Dans l’angle, une fontaine intérieure typique des hôtels particuliers aixois, affirme la richesse et le luxe de l’hôtel dans une région où l’eau est un bien rare et précieux. Elle est composée d’une vasque en marbre sombre surmontée d’un vase décoratif. Son emplacement à l’entrée de la bâtisse, lieu de passage par excellence, rappelle également son aspect utilitaire.

Le vestibule est de largeur identique à la cage d’escalier, ce dernier dessert deux étages sur trois volées.

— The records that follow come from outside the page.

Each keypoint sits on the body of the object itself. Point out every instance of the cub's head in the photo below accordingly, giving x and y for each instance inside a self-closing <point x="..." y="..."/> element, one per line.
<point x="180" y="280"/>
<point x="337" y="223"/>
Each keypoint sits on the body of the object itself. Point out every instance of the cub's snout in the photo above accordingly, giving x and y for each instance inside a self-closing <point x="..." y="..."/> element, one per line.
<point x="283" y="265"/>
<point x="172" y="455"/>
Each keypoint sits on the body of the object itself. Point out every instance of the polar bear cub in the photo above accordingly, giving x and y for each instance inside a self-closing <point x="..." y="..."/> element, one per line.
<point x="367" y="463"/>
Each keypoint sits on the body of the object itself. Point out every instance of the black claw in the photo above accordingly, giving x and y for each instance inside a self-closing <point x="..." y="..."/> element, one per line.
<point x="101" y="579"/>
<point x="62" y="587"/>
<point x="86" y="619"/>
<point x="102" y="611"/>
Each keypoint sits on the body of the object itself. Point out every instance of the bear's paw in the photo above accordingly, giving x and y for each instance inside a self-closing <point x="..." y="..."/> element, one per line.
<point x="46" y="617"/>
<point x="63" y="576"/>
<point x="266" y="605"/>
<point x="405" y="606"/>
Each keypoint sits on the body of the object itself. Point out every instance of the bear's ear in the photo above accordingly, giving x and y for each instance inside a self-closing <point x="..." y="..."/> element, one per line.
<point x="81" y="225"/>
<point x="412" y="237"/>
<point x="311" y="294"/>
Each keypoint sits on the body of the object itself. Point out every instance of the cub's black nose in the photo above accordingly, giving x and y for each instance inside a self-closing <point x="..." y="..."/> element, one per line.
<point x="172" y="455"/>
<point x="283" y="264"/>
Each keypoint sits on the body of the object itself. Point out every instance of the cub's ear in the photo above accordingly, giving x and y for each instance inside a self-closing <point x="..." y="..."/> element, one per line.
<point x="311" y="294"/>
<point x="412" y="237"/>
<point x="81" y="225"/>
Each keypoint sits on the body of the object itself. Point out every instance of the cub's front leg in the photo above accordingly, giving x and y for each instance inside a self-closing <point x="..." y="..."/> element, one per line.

L’escalier de l’Hôtel de Caumont est l’un des premiers éléments classés en 1925 et à juste titre : le dessin de la façade par Robert de Cotte laisse apercevoir par le porche d’entrée le début de cet escalier d’apparat, il est ainsi considéré dès sa création comme un élément décoratif de premier ordre, visible même depuis l’extérieur de la bâtisse. Il occupe l’axe central du bâtiment et la montée se fait par la gauche, ce qui ne correspond pas aux règles d’architecture qui la veulent à droite.
L’élégante ferronnerie de l’escalier, œuvre du serrurier Raynaud, est composée de volutes de feuilles d’acanthe où se distinguent les « R » imbriqués de la famille Rolland de Réauville.